Direct and correlated responses to selection
After four generations, one seed of 40 randomly chosen female half-sib families from each of the three lines and four generations, and three seeds of the 40 reciprocal full-sib families from the base population (600 plants in total) were used to evaluate the direct and correlated responses to selection on leaf iridoid glycoside content. Seeds per plant family were germinated separately on moistened glass beads in a growth cabinet (light : dark: 14 : 10 h; 25 : 15 °C). After 12 days, on 8 July 1998, the percentage of germination was calculated per plant family and the seedlings were transplanted into plastic pots (9 × 9 × 10 cm) with a mixture of compost and sand (4 : 1). The plants were completely randomized and grown in the greenhouse under 16 h light at 22 : 18 °C day : night. Every plant received 100 mL of a one-fourth strength Hoagland’s nutrient solution 3 weeks after transplantation. Flowering date of the plants was recorded as the day on which the first flower bud appeared. After 5 weeks, the third and fourth leaf pair and stalks that were in the male flowering stage of each individual were harvested for iridoid glycoside analysis.

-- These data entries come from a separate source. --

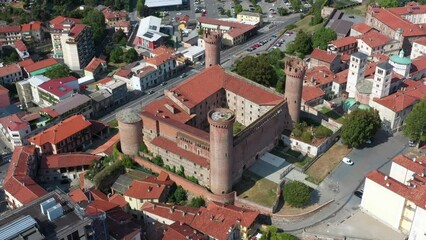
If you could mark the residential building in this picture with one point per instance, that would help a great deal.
(419, 48)
(28, 90)
(8, 34)
(95, 67)
(149, 35)
(76, 104)
(4, 97)
(40, 67)
(330, 60)
(405, 192)
(10, 74)
(52, 216)
(233, 33)
(70, 135)
(250, 17)
(72, 41)
(405, 24)
(19, 186)
(394, 109)
(65, 166)
(56, 90)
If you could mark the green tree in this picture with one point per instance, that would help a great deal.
(197, 202)
(130, 56)
(95, 19)
(297, 194)
(116, 55)
(415, 124)
(322, 37)
(58, 71)
(360, 126)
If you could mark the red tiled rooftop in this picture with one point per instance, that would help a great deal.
(61, 131)
(172, 147)
(65, 160)
(94, 64)
(41, 64)
(310, 92)
(144, 190)
(9, 69)
(404, 98)
(416, 195)
(361, 28)
(345, 41)
(323, 55)
(374, 39)
(175, 213)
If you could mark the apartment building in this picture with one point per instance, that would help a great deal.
(70, 135)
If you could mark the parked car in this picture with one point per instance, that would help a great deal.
(347, 161)
(359, 193)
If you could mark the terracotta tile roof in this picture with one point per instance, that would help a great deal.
(310, 93)
(10, 29)
(61, 131)
(182, 231)
(94, 64)
(107, 148)
(58, 87)
(404, 98)
(217, 218)
(318, 76)
(20, 45)
(323, 55)
(119, 200)
(162, 49)
(144, 190)
(418, 64)
(77, 195)
(345, 41)
(160, 59)
(9, 69)
(421, 41)
(172, 147)
(395, 21)
(76, 30)
(41, 64)
(418, 166)
(361, 28)
(414, 194)
(65, 160)
(208, 82)
(374, 39)
(26, 62)
(174, 213)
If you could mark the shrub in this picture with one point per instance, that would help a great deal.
(297, 194)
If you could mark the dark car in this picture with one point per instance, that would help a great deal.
(359, 193)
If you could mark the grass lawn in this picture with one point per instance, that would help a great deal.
(304, 25)
(256, 189)
(359, 10)
(326, 163)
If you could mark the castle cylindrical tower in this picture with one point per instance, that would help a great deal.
(295, 69)
(221, 121)
(130, 129)
(212, 43)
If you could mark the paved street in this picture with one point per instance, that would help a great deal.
(344, 180)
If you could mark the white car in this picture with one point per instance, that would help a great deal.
(347, 161)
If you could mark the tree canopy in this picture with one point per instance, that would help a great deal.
(95, 19)
(415, 123)
(58, 71)
(360, 126)
(297, 194)
(322, 37)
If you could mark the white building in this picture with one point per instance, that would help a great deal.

During harvest a number of plant phenotypic traits were also measured to assess correlated responses: the number of leaves, length and width of the longest leaf of the main rosette, number of side rosettes and their number of leaves, and the number of spikes.
Correlated response of iridoid levels in other leaves
A second experiment was set up to assess whether the response of iridoid glycoside levels in the third and fourth leaf pair was accompanied by a similar response in the rest of the leaves. A single plant from 25 randomly chosen half-sib families from the fourth generation of both the H and the L lines was raised under the same conditions as described above. After a period of 5 weeks after transplantation, the third and fourth leaf pair of the main rosette (of which iridoid levels were under direct selection) and the other leaves of the main rosette and side rosettes (not subject to direct selection) were harvested separately. The fresh and dry weights and the concentration of the iridoid glycosides aucubin and catalpol of these fractions were analysed separately using HPLC.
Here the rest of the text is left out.